Of course, he finds one played by Meg Ryan. And that’s the message my parents wanted me to take from the movie. That there can be a second act.
My thought was what would a catch like that want with women in my predicament? More inspirational would have been a movie about a widow who went forth to carve out a life of work and friendship. Perhaps she would find another love, perhaps not.
When “Sleepless in Seattle” came out, women’s talk shows featured conversations about how attractive widowers are as future mates. And they were not wrong. Men who had solid marriages were men who could have solid marriages. That is, they weren’t lifelong bachelors who wouldn’t admit it. Nor had they gone through a searing divorce that left them highly skeptical about relationships.
“The Golden Bachelor” would seem the widower of these dreams. “I yearn for a second chance in life to fall in love again,” he says, “the person who can lay down beside you at night, and not have to say anything, and you feel it.” He’s seen crying, not entirely convincing.
We are told that Gerry will meet “20-plus beautiful women” and, basically, choose a winner.
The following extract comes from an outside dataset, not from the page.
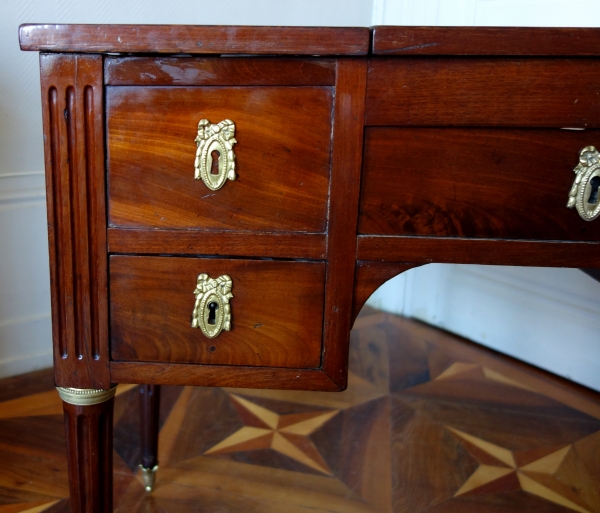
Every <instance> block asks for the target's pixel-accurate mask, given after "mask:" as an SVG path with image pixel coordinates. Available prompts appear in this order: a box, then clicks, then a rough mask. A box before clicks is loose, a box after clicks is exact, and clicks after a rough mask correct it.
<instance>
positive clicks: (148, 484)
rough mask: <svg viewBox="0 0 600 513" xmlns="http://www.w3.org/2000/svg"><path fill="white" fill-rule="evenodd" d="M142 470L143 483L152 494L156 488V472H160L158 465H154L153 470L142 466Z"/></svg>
mask: <svg viewBox="0 0 600 513" xmlns="http://www.w3.org/2000/svg"><path fill="white" fill-rule="evenodd" d="M140 469H141V471H142V481H143V482H144V487H145V488H146V491H147V492H151V491H152V489H153V488H154V480H155V479H156V471H157V470H158V465H154V467H152V468H144V467H143V466H142V465H140Z"/></svg>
We see shots of female boomers dolling themselves up to become “the one.” This is a contest that, if the genders were reversed, would probably not make it big on reality TV.
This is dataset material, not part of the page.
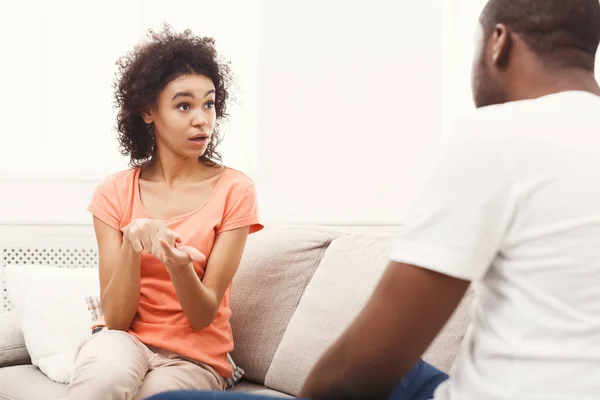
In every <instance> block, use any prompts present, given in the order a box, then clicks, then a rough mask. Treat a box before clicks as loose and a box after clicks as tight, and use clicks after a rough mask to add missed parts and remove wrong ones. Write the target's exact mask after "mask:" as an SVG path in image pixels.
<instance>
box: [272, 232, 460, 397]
mask: <svg viewBox="0 0 600 400" xmlns="http://www.w3.org/2000/svg"><path fill="white" fill-rule="evenodd" d="M391 245H392V239H391V238H389V239H384V238H381V237H379V238H377V237H374V236H371V235H368V236H367V235H344V236H341V237H339V238H338V239H336V240H334V241H333V242H332V244H331V245H330V246H329V248H328V250H327V252H326V253H325V256H324V257H323V260H322V261H321V264H320V265H319V267H318V268H317V270H316V271H315V274H314V276H313V279H312V280H311V282H310V283H309V285H308V286H307V288H306V291H305V294H304V296H303V297H302V299H301V301H300V304H299V305H298V308H297V310H296V312H295V313H294V315H293V317H292V319H291V321H290V323H289V325H288V329H287V331H286V332H285V335H284V337H283V339H282V340H281V344H280V346H279V348H278V349H277V352H276V353H275V357H274V358H273V362H272V364H271V367H270V368H269V371H268V373H267V377H266V380H265V385H266V386H267V387H269V388H272V389H275V390H278V391H282V392H285V393H289V394H292V395H296V394H297V393H298V392H299V390H300V389H301V387H302V384H303V383H304V380H305V379H306V377H307V375H308V374H309V372H310V370H311V369H312V367H313V366H314V364H315V363H316V362H317V361H318V359H319V358H320V356H321V355H322V353H323V352H324V351H325V350H326V349H327V348H328V347H329V346H330V345H331V344H332V343H333V341H334V340H335V339H336V338H337V337H338V336H339V335H340V334H341V333H342V332H343V331H344V330H345V328H346V327H347V326H348V325H349V324H350V323H351V322H352V320H353V319H354V317H355V316H356V315H357V314H358V312H359V311H360V310H361V309H362V308H363V306H364V305H365V303H366V302H367V300H368V298H369V297H370V295H371V293H372V292H373V290H374V288H375V286H376V285H377V283H378V281H379V279H380V278H381V276H382V274H383V272H384V271H385V269H386V267H387V265H388V263H389V252H390V249H391ZM470 299H471V294H470V292H469V294H468V295H467V296H466V297H465V299H464V300H463V302H462V303H461V305H460V306H459V308H458V309H457V311H456V312H455V314H454V315H453V317H452V318H451V319H450V321H449V322H448V323H447V324H446V327H445V328H444V330H443V331H442V332H441V333H440V335H438V337H437V338H436V340H435V341H434V343H433V344H432V345H431V346H430V348H429V349H428V351H427V352H426V354H425V356H424V359H425V360H426V361H427V362H429V363H431V364H432V365H434V366H436V367H437V368H440V369H442V370H443V371H446V372H448V371H449V369H450V367H451V365H452V363H453V361H454V358H455V356H456V354H457V353H458V349H459V346H460V342H461V340H462V337H463V336H464V334H465V332H466V329H467V326H468V322H469V318H468V317H469V307H470Z"/></svg>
There would not be 20 plausible men vying for the affections of a 72-year-old woman who was not very rich. That’s not to say that 72-year-old women can’t find new mates. It’s just to note that Gerry is the prize, and the women the mere contestants.
Let me add, I did find a second chance by total chance. I won’t go into the details, but I recently got married again to a fine man.
To all you widows, however, we’ve got your back. You don’t have to humiliate yourselves competing for a man or settling for a loser. You’re fine as you are.